On peut toutefois aller encore plus loin dans le rapprochement entre les deux films. En effet, la séquence d’ouverture de 2001, l’odyssée de l’espace offre, comme nous l’avons plus haut, deux éléments au spectateur. D’une part, l’Homme est caractérisé en tant qu’Homme par l’incrémentation de la violence. D’autre part, l’évolution se fait par ces ruptures successives que sont les interventions du monolithe. On l’a vu, le second point est développé dans la suite du film. Mais, d’une certaine façon, le premier l’est, lui, dans Orange mécanique où l’on voit l’Homme arrivé au bout de son évolution – dont Alex semble alors l’archétype – ayant développé tout son potentiel de violence dans une époque qui se situe dans un futur proche – donc aux alentours de 2001. Ainsi, on peut considérer que l’introduction de 2001, l’odyssée de l’espace pourrait également être celle d’Orange mécanique. Or, le concept nietzschéen d’Eternel retour permet de concilier la temporalité (avec la succession de cycles du temps) et l’éternité (à l’intérieur d’un même cycle). Ainsi, 2001, l’odyssée de l’espace et Orange mécanique peuvent apparaître comme les deux faces d’une seule et même pièce ce que, pour finir, l’on pourrait résumer par le tableau synthétique suivant :
2001, l’odyssée de l’espace |
Orange mécanique |
Temporalité |
Eternité |
Abondance d’indicateurs temporels |
Absence d’indicateurs temporels (on est vers 2001) |
Volonté de dépassement (ou de puissance) incarnée par Dave Bowman |
Stagnation dans l’état Homme (violence) incarnée par Alex |
Malcolm Mc Dowell dans Orange Mécanique
Ran
[1] Ainsi Alex peut, dans ce film, apparaître comme l’archétype de l’homme dont les singes de 2001, l’odyssée de l’espace n’étaient que les prototypes. Par ailleurs, l’idée que la violence est constitutive de la nature humaine est récurrente chez Stanley Kubrick. J’y reviens largement dans mon texte sur Full metal jacket (1987).
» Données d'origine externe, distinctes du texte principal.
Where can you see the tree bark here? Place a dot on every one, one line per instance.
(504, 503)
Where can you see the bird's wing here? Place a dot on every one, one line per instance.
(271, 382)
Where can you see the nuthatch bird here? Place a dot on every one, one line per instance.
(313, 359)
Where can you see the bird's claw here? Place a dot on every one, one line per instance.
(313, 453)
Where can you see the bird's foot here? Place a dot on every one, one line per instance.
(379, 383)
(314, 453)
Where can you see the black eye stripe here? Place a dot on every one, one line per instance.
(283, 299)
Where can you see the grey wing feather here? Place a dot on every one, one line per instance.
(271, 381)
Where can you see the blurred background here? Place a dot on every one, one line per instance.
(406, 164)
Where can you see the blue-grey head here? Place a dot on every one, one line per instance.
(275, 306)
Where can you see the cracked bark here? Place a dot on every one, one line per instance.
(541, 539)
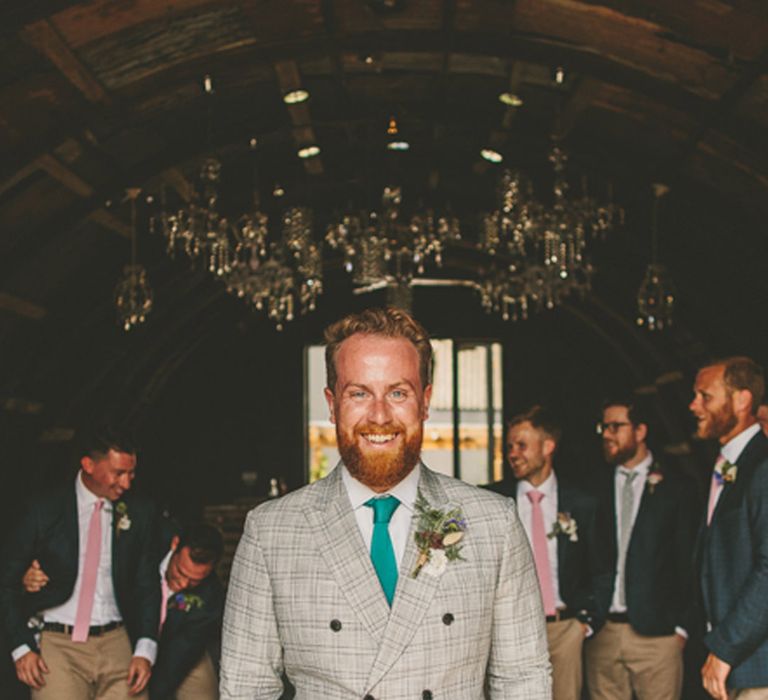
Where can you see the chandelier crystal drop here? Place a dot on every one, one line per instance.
(133, 294)
(545, 245)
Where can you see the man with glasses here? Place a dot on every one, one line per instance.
(649, 533)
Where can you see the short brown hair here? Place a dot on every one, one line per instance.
(389, 322)
(743, 373)
(541, 419)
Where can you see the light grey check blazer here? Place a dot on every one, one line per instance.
(304, 598)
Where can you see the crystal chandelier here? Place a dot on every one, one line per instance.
(133, 295)
(544, 247)
(656, 296)
(386, 245)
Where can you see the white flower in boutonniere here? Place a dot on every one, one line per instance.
(185, 602)
(565, 525)
(727, 472)
(655, 477)
(438, 534)
(123, 521)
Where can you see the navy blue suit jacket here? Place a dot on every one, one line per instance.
(49, 533)
(732, 558)
(659, 578)
(581, 567)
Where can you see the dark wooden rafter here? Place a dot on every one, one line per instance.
(46, 39)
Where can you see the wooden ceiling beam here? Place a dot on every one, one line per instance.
(46, 39)
(21, 307)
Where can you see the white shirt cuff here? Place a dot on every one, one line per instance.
(20, 651)
(147, 648)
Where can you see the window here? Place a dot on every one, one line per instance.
(463, 436)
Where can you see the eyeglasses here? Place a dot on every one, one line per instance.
(611, 427)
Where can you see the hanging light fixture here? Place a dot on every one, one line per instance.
(656, 296)
(544, 246)
(133, 295)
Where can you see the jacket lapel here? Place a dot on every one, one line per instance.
(413, 596)
(341, 546)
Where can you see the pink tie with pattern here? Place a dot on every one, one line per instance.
(540, 552)
(714, 488)
(90, 571)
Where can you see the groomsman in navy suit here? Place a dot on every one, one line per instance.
(648, 530)
(100, 608)
(559, 519)
(732, 549)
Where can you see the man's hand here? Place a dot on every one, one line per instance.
(30, 669)
(138, 674)
(34, 578)
(713, 675)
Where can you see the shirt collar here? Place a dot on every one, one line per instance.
(640, 469)
(86, 498)
(359, 493)
(164, 564)
(548, 487)
(735, 446)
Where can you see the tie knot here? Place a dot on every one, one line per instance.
(534, 496)
(629, 475)
(383, 508)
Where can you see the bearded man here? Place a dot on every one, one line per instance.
(649, 533)
(385, 579)
(732, 548)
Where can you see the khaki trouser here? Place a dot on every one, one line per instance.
(565, 640)
(201, 682)
(620, 662)
(97, 668)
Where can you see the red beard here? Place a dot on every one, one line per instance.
(382, 470)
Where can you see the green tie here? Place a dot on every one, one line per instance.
(382, 553)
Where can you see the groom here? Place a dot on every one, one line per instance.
(384, 580)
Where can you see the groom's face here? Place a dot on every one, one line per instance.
(378, 406)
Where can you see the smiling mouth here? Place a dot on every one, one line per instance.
(379, 439)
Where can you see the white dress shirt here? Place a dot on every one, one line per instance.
(548, 489)
(400, 524)
(732, 450)
(638, 485)
(105, 608)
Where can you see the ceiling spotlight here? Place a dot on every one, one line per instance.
(309, 152)
(510, 99)
(295, 97)
(491, 156)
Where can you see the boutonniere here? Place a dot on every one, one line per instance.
(123, 522)
(438, 534)
(565, 525)
(655, 477)
(726, 472)
(185, 602)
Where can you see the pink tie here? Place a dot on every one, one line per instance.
(164, 602)
(540, 552)
(714, 488)
(90, 570)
[2] On voit ici qu’indicateurs temporels et spatiaux – tout aussi présents dans 2001 – finissent par se rejoindre.
[3] Comme l’Homme avait été précédemment créé à partir du singe.
[4] Pour Stanley Kubrick, répétons-le, la violence est constitutive de la nature humaine.
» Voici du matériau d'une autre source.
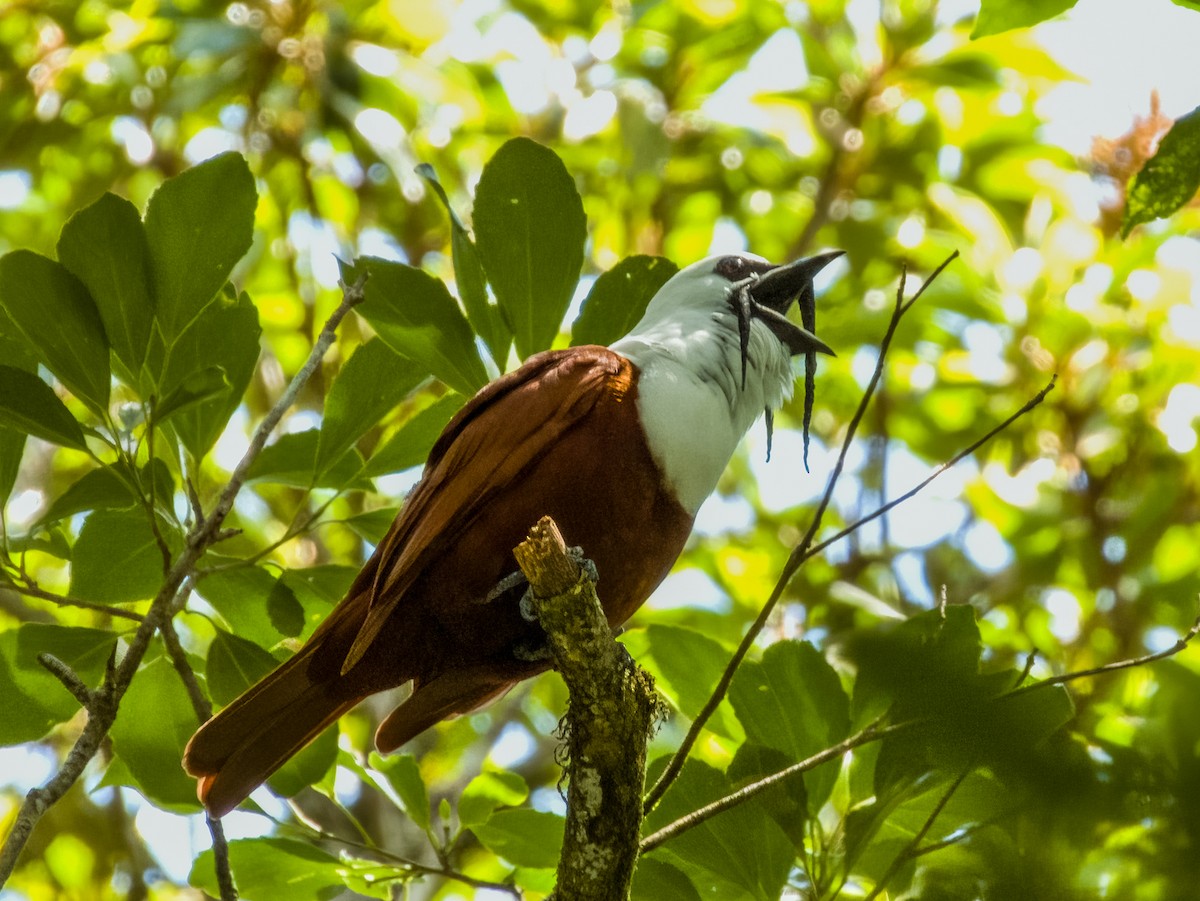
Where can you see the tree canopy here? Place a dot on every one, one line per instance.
(183, 187)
[5] Chacun est libre d’imaginer ce qu’il veut concernant le monolithe. On peut y voir Dieu – avec un indice absolu de transcendance – jusqu’à un simple objet envoyé par une espèce extraterrestre. C’est en tout cas – et on n’est pas loin de rejoindre l’idée hitchcockienne du macguffin – un efficace biais narratif.
[6] Remarquons que, dans Ecce Homo (1888), Nietzsche dit que la gestation de son Ainsi parlait Zarathoustra lui a pris dix-huit mois (il se compare alors à un « éléphant femelle ») soit le même temps que celui de la création du nouvel Homme dans 2001, L’Odyssée de l’espace.
[7]Cette théorie concilie donc temporalité et éternité.
[8] Le mot « odyssée », présent dans le titre, renvoie lui-même à cette idée de quête, à la fois réelle et spirituelle, avec – pour finir – un retour au point de départ.
[9] On remarquera d’ailleurs que l’échec pratique de programmes théoriquement parfaits – les programmes de défense nucléaire américain et soviétique dans Docteur Folamour (1964) ; HAL dans 2001, l’odyssée de l’espace ; le programme Ludovico dans Orange mécanique ; l’entraînement des marines dans Full metal jacket – est une constante des films de Stanley Kubrick.